The last time I was content

The last time I was content

My firstborn is almost 5 years old. My husband and I were talking the other day and I told him that I haven’t felt this content in my life since I was pregnant with our son. Basically, I haven’t felt any lasting contentment in over 5 years. That’s a long time.

When I think back on my pregnancy, I remember how happy and scared I was. The highs and the lows twisted together just right. I was firing on all cylinders and challenges didn’t drag me down. It was the perfect combination of hope for the future and enjoyment in the moment. It wasn’t like being high, just a little higher. It’s the difference between walking through a dark room expecting to hit your knee on something and walking through a room where the light is shining just enough to see the obstacles for what they are.

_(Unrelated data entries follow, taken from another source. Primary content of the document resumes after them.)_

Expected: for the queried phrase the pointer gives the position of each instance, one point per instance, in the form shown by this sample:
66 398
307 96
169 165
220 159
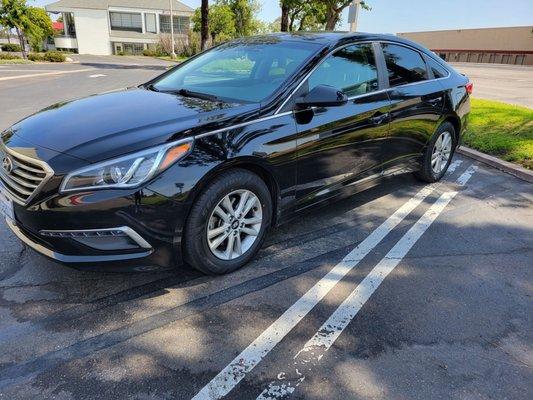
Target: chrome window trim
421 55
132 234
48 171
318 65
382 90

I remember wishing that it could last forever but then our son was born and one issue after another crushed my happy place. At least, that’s how it seemed. For the next 5 years, it seemed that no matter what I did, I couldn’t catch a break or my breath.

So when I recently started to feel content again, I instantly didn’t trust it. My initial reaction was to think don’t get too used to this. It is classic self-sabotage to not allow oneself to experience joy out of fear that it won’t last. But when the roof didn’t fall on my head right away, I started to think now we can finally get back to normal.

Over the course of a couple of weeks, I did indeed find myself ‘getting back to normal’. My patience with my kids began to wane, I wanted to spend money I didn’t have and I found myself looking for ways to stay busy-busy-busy. Not the kind of busyness that’s productive but the kind that numbs and zaps energy. In short, my old habits and ways of thinking were creeping back in.

I don’t know about you, but I rarely learn anything when I’m happy. Maybe that’s why I’ve always tended to sabotage my happiness – because I just don’t know what to do with myself. I can’t sit with contentedness and enjoy the moment. The last time I tried that was 5 years ago and it didn’t last. Why should right now be any different?

Maybe because I’m different.

I realized that I had completely missed the point. Sometimes, we take God’s grace for granted because we don’t recognize which part is the gift. I found myself thinking that after 5 years of struggling, God had finally thrown me a bone. Then, when I saw old, unhealthy patterns emerging I grasped the understanding that the last 5 years have been the gift. This period of contentment right now is the breathing room to take inventory of how I’ve let those years change me. LET them change me.

If those years haven’t changed me, then they’ve been for nothing. The uncertainty, the worries, the stress means nothing if I go back to the way things were before. If I let God change me, if I let go of resistance, if I see the gift for what it is, I will be content with right now whatever right now holds for me.

25 Comments on “Let It Change Me

  1. I love your voice: wise, gentle, simple. Thank you for your sweet spirit.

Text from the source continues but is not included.